Available-now. Similar to one-time trigger, it processes all data until now and stops. The difference is it can divide the new data into multiple micro-batches, instead of only one possibly massive batch by the one-time trigger.
Continuous with fixed checkpoint interval.
# Default trigger (runs micro-batch as soon as it can)
df.writeStream \
.format("console") \
.start()
# ProcessingTime trigger with two-seconds micro-batch interval
df.writeStream \
.format("console") \
.trigger(processingTime='2 seconds') \
.start()
# One-time trigger (Deprecated, encouraged to use Available-now trigger)
df.writeStream \
.format("console") \
.trigger(once=True) \
.start()
# Available-now trigger
df.writeStream \
.format("console") \
.trigger(availableNow=True) \
.start()
# Continuous trigger with one-second checkpointing interval
df.writeStream
.format("console")
.trigger(continuous='1 second')
.start()
Change Data Feed
Change Data Feed allows delta table to capture change events (insert, update, delete), which is similar to CDC in sql server.
Structured streaming can be seamlessly used to load changes.
Enable change data feed on delta table.
new table: CREATE TABLE student (id INT, name STRING, age INT) TBLPROPERTIES (delta.enableChangeDataFeed = true)
existing table: ALTER TABLE myDeltaTable SET TBLPROPERTIES (delta.enableChangeDataFeed = true)
all new tables: set spark.databricks.delta.properties.defaults.enableChangeDataFeed = true;
in new version of spark with dataframewriterv2 or plus, simply use write.tableProperty(property: str, value: str)
Once enabled, changes are stored in the _change_data folder under the table directory, which causes extra storage. Reading the change data should go through delta lake apis, such as structured streaming or sql.
example:
use catalog test;
create table cdf.xyz2 (
id_num int,
description string
) TBLPROPERTIES (delta.enableChangeDataFeed = true)
;
insert into cdf.xyz2
values
(1, 'abc'),
(2, 'hello');
The insert and any later changes will be saved. The "table_changes()" function helps to get the change records, starting from a commit version.
SELECT * FROM table_changes('test.cdf.xyz', 0)
the change records keep the change type, version and timestamp, so you can play the history of the table.
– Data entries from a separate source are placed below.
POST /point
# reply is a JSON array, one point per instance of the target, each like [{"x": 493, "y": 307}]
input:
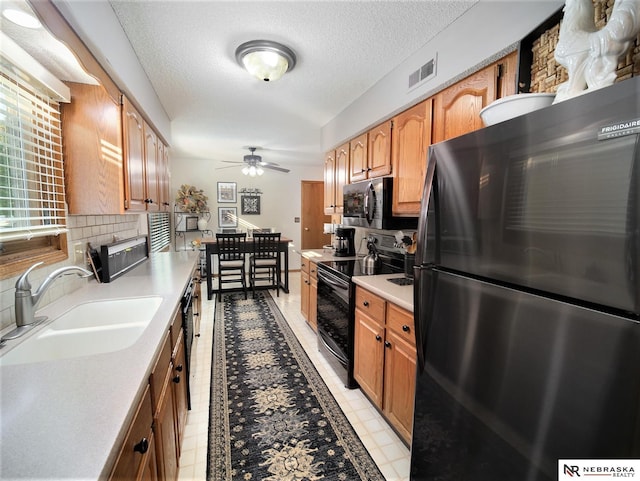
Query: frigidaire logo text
[{"x": 619, "y": 129}]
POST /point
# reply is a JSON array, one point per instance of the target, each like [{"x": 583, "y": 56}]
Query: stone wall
[{"x": 547, "y": 74}]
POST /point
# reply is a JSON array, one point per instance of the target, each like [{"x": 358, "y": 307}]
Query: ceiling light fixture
[
  {"x": 22, "y": 18},
  {"x": 266, "y": 60}
]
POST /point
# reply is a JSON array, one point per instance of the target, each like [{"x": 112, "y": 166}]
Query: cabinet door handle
[{"x": 142, "y": 447}]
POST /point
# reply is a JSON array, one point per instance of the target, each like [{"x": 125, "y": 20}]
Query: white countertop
[
  {"x": 67, "y": 418},
  {"x": 378, "y": 284}
]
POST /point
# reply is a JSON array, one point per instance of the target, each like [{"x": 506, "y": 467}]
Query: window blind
[
  {"x": 32, "y": 202},
  {"x": 159, "y": 231}
]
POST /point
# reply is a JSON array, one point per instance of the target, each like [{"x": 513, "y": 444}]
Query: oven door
[{"x": 336, "y": 323}]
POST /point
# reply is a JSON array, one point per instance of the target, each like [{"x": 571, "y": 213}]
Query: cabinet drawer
[
  {"x": 401, "y": 322},
  {"x": 373, "y": 305},
  {"x": 159, "y": 373},
  {"x": 304, "y": 265},
  {"x": 313, "y": 270},
  {"x": 138, "y": 442}
]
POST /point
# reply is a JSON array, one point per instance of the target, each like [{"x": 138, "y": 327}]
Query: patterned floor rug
[{"x": 272, "y": 418}]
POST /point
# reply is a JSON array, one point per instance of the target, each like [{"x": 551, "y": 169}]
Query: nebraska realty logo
[{"x": 585, "y": 468}]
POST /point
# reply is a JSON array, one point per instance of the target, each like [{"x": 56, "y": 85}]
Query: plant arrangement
[{"x": 191, "y": 199}]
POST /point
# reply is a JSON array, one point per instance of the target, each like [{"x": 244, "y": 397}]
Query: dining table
[{"x": 211, "y": 249}]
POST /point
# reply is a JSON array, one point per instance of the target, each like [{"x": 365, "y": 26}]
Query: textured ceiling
[{"x": 216, "y": 109}]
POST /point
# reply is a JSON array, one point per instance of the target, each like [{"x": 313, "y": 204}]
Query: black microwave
[{"x": 368, "y": 204}]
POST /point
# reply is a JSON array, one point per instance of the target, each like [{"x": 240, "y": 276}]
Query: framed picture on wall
[
  {"x": 227, "y": 217},
  {"x": 191, "y": 223},
  {"x": 227, "y": 192},
  {"x": 250, "y": 204}
]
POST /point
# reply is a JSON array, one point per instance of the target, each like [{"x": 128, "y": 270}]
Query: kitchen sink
[
  {"x": 87, "y": 329},
  {"x": 108, "y": 312}
]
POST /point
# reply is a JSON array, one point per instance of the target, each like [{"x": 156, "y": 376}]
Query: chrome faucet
[{"x": 26, "y": 302}]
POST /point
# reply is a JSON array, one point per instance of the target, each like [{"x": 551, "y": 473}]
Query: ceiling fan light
[{"x": 265, "y": 60}]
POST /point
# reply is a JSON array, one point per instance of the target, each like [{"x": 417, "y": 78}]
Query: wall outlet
[{"x": 79, "y": 255}]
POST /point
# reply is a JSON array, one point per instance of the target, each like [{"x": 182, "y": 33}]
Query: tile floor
[{"x": 391, "y": 455}]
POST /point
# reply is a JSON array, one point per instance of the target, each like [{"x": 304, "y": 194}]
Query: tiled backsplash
[{"x": 96, "y": 229}]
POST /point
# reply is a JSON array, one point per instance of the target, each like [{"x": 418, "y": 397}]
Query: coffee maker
[{"x": 344, "y": 242}]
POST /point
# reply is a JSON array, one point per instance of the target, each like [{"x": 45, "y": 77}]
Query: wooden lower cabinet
[
  {"x": 369, "y": 357},
  {"x": 137, "y": 458},
  {"x": 151, "y": 450},
  {"x": 165, "y": 428},
  {"x": 169, "y": 398},
  {"x": 385, "y": 358}
]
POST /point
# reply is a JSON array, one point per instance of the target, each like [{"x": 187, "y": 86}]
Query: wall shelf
[{"x": 186, "y": 228}]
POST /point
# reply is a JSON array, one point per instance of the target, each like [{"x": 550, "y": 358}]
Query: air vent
[{"x": 424, "y": 73}]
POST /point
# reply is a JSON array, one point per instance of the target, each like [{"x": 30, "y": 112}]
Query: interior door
[{"x": 313, "y": 216}]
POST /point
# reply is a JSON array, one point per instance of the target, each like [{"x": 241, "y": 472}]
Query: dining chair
[
  {"x": 231, "y": 261},
  {"x": 264, "y": 261}
]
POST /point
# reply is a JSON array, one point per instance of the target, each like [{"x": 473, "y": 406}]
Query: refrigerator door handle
[{"x": 423, "y": 286}]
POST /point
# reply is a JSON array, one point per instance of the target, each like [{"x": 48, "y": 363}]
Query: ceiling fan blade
[
  {"x": 271, "y": 167},
  {"x": 265, "y": 164}
]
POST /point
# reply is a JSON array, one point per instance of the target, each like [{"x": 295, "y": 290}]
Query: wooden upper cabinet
[
  {"x": 358, "y": 158},
  {"x": 92, "y": 151},
  {"x": 330, "y": 182},
  {"x": 379, "y": 151},
  {"x": 152, "y": 160},
  {"x": 409, "y": 145},
  {"x": 145, "y": 164},
  {"x": 342, "y": 174},
  {"x": 134, "y": 143},
  {"x": 163, "y": 178},
  {"x": 370, "y": 154},
  {"x": 457, "y": 109}
]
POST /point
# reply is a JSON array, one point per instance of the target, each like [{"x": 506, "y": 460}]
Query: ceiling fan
[{"x": 254, "y": 165}]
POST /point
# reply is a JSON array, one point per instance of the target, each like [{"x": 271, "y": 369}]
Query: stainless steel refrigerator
[{"x": 527, "y": 298}]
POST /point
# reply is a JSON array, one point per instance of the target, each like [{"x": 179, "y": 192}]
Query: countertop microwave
[{"x": 368, "y": 204}]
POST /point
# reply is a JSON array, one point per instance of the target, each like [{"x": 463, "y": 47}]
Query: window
[{"x": 32, "y": 203}]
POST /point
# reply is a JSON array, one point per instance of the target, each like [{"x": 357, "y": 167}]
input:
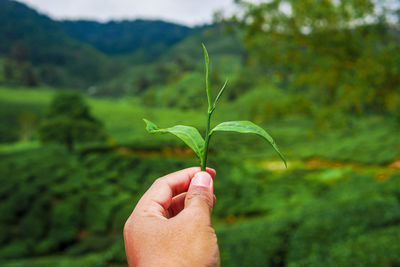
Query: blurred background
[{"x": 322, "y": 77}]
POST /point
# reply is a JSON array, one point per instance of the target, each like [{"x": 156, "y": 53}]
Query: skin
[{"x": 171, "y": 224}]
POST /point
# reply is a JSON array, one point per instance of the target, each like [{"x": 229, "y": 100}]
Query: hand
[{"x": 171, "y": 224}]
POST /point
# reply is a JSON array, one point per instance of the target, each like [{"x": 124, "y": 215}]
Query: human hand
[{"x": 171, "y": 223}]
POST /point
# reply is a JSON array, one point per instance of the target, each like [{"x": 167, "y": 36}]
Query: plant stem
[{"x": 207, "y": 140}]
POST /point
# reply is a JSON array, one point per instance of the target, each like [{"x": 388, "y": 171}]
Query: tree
[{"x": 68, "y": 121}]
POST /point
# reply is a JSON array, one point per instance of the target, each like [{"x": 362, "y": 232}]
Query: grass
[{"x": 365, "y": 140}]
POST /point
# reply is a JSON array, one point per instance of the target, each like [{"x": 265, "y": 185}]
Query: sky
[{"x": 189, "y": 12}]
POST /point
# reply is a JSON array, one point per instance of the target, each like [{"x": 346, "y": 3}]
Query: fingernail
[{"x": 202, "y": 179}]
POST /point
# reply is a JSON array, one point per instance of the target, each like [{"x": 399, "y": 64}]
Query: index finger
[{"x": 159, "y": 196}]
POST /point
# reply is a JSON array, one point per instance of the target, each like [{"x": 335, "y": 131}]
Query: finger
[
  {"x": 159, "y": 196},
  {"x": 199, "y": 198}
]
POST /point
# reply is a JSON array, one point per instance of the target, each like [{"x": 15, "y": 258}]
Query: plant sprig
[{"x": 193, "y": 138}]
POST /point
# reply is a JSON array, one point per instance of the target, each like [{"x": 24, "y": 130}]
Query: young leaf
[
  {"x": 247, "y": 127},
  {"x": 187, "y": 134},
  {"x": 207, "y": 63}
]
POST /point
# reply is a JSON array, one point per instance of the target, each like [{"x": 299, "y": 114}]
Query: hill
[
  {"x": 36, "y": 50},
  {"x": 124, "y": 37}
]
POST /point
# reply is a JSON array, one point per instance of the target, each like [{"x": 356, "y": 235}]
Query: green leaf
[
  {"x": 207, "y": 63},
  {"x": 247, "y": 127},
  {"x": 187, "y": 134}
]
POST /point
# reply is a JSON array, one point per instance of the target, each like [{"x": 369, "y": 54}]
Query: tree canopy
[{"x": 68, "y": 121}]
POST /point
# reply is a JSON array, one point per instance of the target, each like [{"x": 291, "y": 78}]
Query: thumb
[{"x": 199, "y": 198}]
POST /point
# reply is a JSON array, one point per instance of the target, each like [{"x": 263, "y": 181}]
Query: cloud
[{"x": 190, "y": 12}]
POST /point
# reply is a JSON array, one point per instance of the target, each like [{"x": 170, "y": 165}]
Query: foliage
[{"x": 68, "y": 121}]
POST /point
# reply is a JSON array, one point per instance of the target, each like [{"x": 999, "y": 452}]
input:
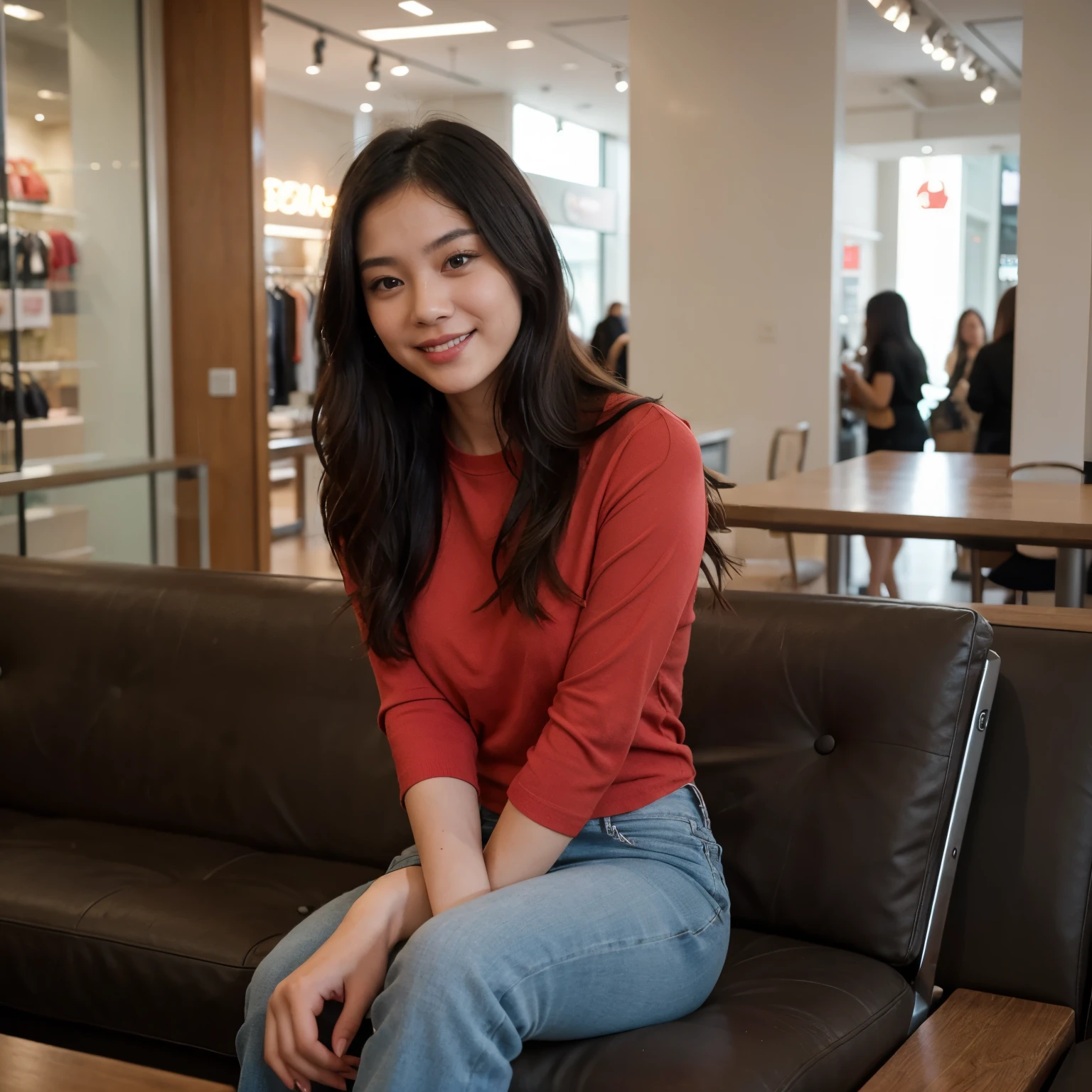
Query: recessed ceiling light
[
  {"x": 428, "y": 31},
  {"x": 18, "y": 11}
]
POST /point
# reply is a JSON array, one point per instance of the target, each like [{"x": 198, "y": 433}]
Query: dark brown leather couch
[{"x": 189, "y": 762}]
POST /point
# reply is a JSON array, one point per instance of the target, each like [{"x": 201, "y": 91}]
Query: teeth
[{"x": 446, "y": 346}]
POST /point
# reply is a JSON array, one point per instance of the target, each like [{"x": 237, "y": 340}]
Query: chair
[
  {"x": 1026, "y": 568},
  {"x": 788, "y": 451}
]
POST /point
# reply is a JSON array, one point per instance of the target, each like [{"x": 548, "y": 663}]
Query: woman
[
  {"x": 955, "y": 423},
  {"x": 521, "y": 542},
  {"x": 990, "y": 391},
  {"x": 889, "y": 391}
]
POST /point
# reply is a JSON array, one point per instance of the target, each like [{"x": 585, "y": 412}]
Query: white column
[
  {"x": 737, "y": 117},
  {"x": 1051, "y": 415}
]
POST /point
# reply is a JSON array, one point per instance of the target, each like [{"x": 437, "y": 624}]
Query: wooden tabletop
[
  {"x": 35, "y": 1067},
  {"x": 939, "y": 495}
]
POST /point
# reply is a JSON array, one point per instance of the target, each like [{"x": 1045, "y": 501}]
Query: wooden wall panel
[{"x": 214, "y": 77}]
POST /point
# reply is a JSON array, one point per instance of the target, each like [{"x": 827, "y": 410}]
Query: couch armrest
[{"x": 981, "y": 1041}]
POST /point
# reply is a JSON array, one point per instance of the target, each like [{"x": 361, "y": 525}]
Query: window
[{"x": 544, "y": 146}]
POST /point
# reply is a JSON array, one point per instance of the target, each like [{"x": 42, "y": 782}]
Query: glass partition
[{"x": 73, "y": 275}]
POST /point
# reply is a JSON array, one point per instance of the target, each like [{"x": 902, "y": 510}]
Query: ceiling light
[
  {"x": 374, "y": 83},
  {"x": 28, "y": 14},
  {"x": 428, "y": 31},
  {"x": 316, "y": 67}
]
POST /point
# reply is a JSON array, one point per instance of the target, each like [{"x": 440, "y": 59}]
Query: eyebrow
[{"x": 456, "y": 232}]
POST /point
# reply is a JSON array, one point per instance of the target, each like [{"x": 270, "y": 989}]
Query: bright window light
[
  {"x": 28, "y": 14},
  {"x": 541, "y": 146},
  {"x": 428, "y": 31}
]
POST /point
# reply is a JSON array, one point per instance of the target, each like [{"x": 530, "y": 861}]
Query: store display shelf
[
  {"x": 45, "y": 210},
  {"x": 47, "y": 365}
]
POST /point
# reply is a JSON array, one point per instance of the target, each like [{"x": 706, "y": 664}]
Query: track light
[
  {"x": 374, "y": 83},
  {"x": 316, "y": 67}
]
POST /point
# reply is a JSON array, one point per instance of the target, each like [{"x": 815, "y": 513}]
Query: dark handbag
[{"x": 33, "y": 397}]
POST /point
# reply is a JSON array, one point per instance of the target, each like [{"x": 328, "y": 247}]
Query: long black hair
[
  {"x": 379, "y": 429},
  {"x": 887, "y": 329}
]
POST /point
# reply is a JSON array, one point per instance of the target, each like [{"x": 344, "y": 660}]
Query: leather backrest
[
  {"x": 1020, "y": 921},
  {"x": 840, "y": 847},
  {"x": 238, "y": 707}
]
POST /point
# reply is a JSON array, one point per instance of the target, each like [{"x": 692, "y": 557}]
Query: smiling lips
[{"x": 441, "y": 352}]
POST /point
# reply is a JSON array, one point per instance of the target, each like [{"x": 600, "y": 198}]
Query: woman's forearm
[{"x": 446, "y": 825}]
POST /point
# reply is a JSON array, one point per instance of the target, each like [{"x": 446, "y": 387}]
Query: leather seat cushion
[
  {"x": 786, "y": 1016},
  {"x": 146, "y": 931}
]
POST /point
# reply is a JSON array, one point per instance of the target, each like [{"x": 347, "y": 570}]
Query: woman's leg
[
  {"x": 892, "y": 587},
  {"x": 878, "y": 552},
  {"x": 611, "y": 939},
  {"x": 294, "y": 949}
]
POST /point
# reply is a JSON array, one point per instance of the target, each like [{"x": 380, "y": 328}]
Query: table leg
[
  {"x": 1069, "y": 578},
  {"x": 837, "y": 564}
]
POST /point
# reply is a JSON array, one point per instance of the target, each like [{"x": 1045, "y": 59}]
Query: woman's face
[
  {"x": 972, "y": 332},
  {"x": 440, "y": 301}
]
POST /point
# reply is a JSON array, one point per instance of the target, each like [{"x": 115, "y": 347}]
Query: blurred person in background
[
  {"x": 955, "y": 425},
  {"x": 990, "y": 391},
  {"x": 889, "y": 390},
  {"x": 607, "y": 332}
]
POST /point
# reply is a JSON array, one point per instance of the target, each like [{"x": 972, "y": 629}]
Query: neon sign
[{"x": 297, "y": 199}]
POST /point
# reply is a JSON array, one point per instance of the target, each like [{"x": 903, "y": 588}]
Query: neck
[{"x": 471, "y": 424}]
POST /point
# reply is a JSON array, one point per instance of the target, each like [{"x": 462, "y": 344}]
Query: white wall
[
  {"x": 735, "y": 119},
  {"x": 1051, "y": 416}
]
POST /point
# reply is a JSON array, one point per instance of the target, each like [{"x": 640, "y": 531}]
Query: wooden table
[
  {"x": 939, "y": 495},
  {"x": 35, "y": 1067}
]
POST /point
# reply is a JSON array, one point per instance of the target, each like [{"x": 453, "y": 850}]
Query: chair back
[{"x": 788, "y": 450}]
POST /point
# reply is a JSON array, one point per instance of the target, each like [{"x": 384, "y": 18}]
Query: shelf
[
  {"x": 47, "y": 365},
  {"x": 45, "y": 210}
]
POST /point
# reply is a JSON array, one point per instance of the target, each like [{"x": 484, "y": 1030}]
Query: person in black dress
[
  {"x": 889, "y": 390},
  {"x": 990, "y": 391}
]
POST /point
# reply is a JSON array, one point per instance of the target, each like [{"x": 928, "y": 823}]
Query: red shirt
[{"x": 576, "y": 717}]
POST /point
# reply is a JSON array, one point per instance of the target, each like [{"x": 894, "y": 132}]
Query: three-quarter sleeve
[{"x": 643, "y": 578}]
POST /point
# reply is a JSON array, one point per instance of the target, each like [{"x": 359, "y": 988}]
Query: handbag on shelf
[{"x": 24, "y": 183}]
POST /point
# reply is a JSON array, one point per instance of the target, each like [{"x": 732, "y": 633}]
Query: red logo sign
[{"x": 931, "y": 195}]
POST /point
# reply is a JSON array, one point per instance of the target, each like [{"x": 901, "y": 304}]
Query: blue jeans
[{"x": 629, "y": 928}]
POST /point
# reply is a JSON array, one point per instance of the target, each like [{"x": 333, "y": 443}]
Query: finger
[
  {"x": 305, "y": 1030},
  {"x": 272, "y": 1051},
  {"x": 352, "y": 1016}
]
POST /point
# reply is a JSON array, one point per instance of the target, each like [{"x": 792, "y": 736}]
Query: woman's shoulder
[{"x": 645, "y": 437}]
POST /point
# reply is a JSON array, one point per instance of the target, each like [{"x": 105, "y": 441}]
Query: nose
[{"x": 432, "y": 301}]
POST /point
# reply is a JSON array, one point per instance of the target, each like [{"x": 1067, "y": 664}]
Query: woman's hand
[{"x": 348, "y": 968}]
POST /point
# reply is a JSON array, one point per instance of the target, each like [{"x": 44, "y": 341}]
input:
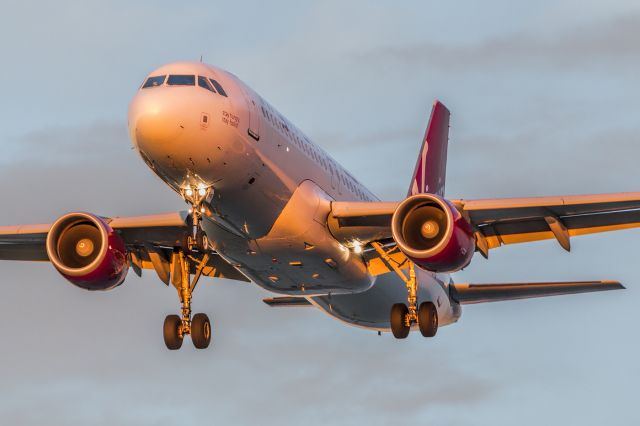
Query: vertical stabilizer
[{"x": 431, "y": 167}]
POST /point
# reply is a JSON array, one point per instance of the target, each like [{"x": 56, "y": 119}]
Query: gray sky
[{"x": 545, "y": 101}]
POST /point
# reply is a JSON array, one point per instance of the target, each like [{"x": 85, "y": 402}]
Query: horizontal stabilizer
[
  {"x": 277, "y": 302},
  {"x": 480, "y": 293}
]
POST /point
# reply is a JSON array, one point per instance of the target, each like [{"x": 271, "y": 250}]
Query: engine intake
[
  {"x": 432, "y": 233},
  {"x": 87, "y": 251}
]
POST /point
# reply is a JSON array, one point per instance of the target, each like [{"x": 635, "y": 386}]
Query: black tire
[
  {"x": 201, "y": 331},
  {"x": 202, "y": 242},
  {"x": 428, "y": 319},
  {"x": 399, "y": 328},
  {"x": 171, "y": 332}
]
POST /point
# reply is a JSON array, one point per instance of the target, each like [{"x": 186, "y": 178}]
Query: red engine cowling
[
  {"x": 87, "y": 252},
  {"x": 432, "y": 233}
]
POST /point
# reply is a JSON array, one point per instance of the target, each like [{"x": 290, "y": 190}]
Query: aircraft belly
[
  {"x": 371, "y": 309},
  {"x": 298, "y": 255}
]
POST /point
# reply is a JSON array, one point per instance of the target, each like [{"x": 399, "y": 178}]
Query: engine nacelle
[
  {"x": 432, "y": 233},
  {"x": 87, "y": 252}
]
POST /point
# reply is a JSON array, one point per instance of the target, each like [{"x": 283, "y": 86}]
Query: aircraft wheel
[
  {"x": 399, "y": 327},
  {"x": 428, "y": 319},
  {"x": 171, "y": 332},
  {"x": 200, "y": 331}
]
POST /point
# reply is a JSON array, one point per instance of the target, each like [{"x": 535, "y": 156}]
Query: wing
[
  {"x": 497, "y": 222},
  {"x": 149, "y": 239},
  {"x": 480, "y": 293}
]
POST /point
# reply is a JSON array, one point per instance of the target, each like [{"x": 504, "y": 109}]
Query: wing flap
[{"x": 481, "y": 293}]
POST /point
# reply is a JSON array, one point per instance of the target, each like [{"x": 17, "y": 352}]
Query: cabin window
[
  {"x": 181, "y": 80},
  {"x": 204, "y": 83},
  {"x": 218, "y": 87},
  {"x": 154, "y": 81}
]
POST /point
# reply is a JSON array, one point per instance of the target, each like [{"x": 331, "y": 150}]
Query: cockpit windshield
[
  {"x": 204, "y": 83},
  {"x": 181, "y": 80},
  {"x": 154, "y": 81},
  {"x": 218, "y": 87}
]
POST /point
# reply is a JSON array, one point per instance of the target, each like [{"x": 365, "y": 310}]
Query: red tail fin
[{"x": 431, "y": 168}]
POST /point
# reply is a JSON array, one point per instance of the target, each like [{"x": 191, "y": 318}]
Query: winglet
[{"x": 431, "y": 167}]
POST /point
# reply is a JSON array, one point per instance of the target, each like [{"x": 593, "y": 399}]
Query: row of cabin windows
[
  {"x": 306, "y": 146},
  {"x": 185, "y": 80}
]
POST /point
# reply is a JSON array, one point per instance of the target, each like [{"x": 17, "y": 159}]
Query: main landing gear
[
  {"x": 402, "y": 316},
  {"x": 176, "y": 327}
]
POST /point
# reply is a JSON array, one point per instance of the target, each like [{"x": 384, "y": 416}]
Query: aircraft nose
[{"x": 155, "y": 122}]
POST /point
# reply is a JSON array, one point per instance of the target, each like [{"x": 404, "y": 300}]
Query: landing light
[{"x": 357, "y": 247}]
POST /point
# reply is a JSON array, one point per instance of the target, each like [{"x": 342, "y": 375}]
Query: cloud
[{"x": 596, "y": 44}]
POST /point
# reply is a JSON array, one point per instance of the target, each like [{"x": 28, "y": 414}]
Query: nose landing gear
[
  {"x": 176, "y": 327},
  {"x": 402, "y": 317},
  {"x": 196, "y": 196}
]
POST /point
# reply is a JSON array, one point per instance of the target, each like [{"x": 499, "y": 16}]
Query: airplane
[{"x": 268, "y": 206}]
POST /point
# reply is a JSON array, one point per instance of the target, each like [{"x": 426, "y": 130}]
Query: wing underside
[
  {"x": 150, "y": 241},
  {"x": 481, "y": 293},
  {"x": 496, "y": 222}
]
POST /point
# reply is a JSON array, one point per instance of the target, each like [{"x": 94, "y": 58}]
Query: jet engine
[
  {"x": 87, "y": 251},
  {"x": 432, "y": 233}
]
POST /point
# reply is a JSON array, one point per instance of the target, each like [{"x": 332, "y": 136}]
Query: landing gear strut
[
  {"x": 176, "y": 327},
  {"x": 402, "y": 316},
  {"x": 196, "y": 197}
]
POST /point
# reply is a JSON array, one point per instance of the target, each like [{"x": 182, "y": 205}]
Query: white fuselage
[{"x": 271, "y": 194}]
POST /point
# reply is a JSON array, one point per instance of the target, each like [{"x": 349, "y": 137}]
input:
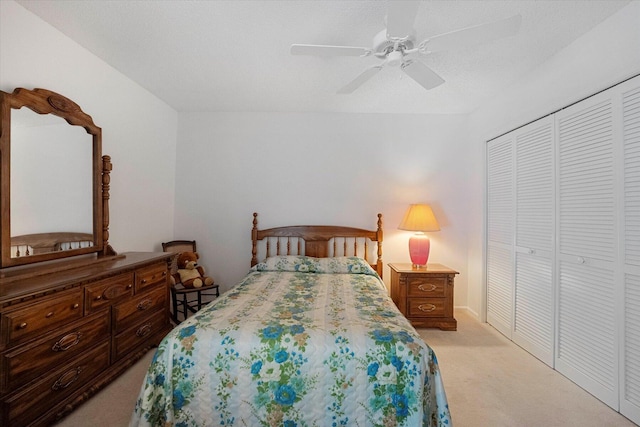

id_num description _change_type _commit_version _commit_timestamp
1 abc insert 1 2024-05-23T04:36:11.000+00:00
2 hello insert 1 2024-05-23T04:36:11.000+00:00
There are different parameters for querying the range of changes.
-- version as ints or longs e.g. changes from version 0 to 10
SELECT * FROM table_changes('tableName', 0, 10)
-- timestamp as string formatted timestamps
SELECT * FROM table_changes('tableName', '2021-04-21 05:45:46', '2021-05-21 12:00:00')
-- providing only the startingVersion/timestamp
SELECT * FROM table_changes('tableName', 0)
Streaming change data feed
Note that the change data is not persisted forever. It will be purged regularly by interval. A good way to persist the changes, is to plug it into structured streaming and save the changes to a physical table.
if you can afford a 24-7 cluster to stream changes, no need to set trigger. It will continue to run
(spark.readStream.format("delta")
.option("readChangeFeed", "true")
.table("test.cdf.xyz")
.writeStream
.option("checkpointLocation", '/tmp/test_cdf_history')
.toTable("test.cdf.xyz_history")
)
Otherwise if running by schedule. The availableNow=true forces it to run ONLY ONCE and stops the streaming. The checkpoint will help to resume next time when kick off the stream again.
(spark.readStream.format("delta")
.option("readChangeFeed", "true")
.table("test.cdf.xyz")
.writeStream
.option("checkpointLocation", '/tmp/test_cdf_history')
.trigger(availableNow=True)
.toTable("test.cdf.xyz_history")
)
The .option("readChangeFeed", "true") specifies to read the change feed instead of the table itself.
The history table keeps the change data feed records, which looks like below.
For update transaction, it keeps the values before and after (preimage / postimage).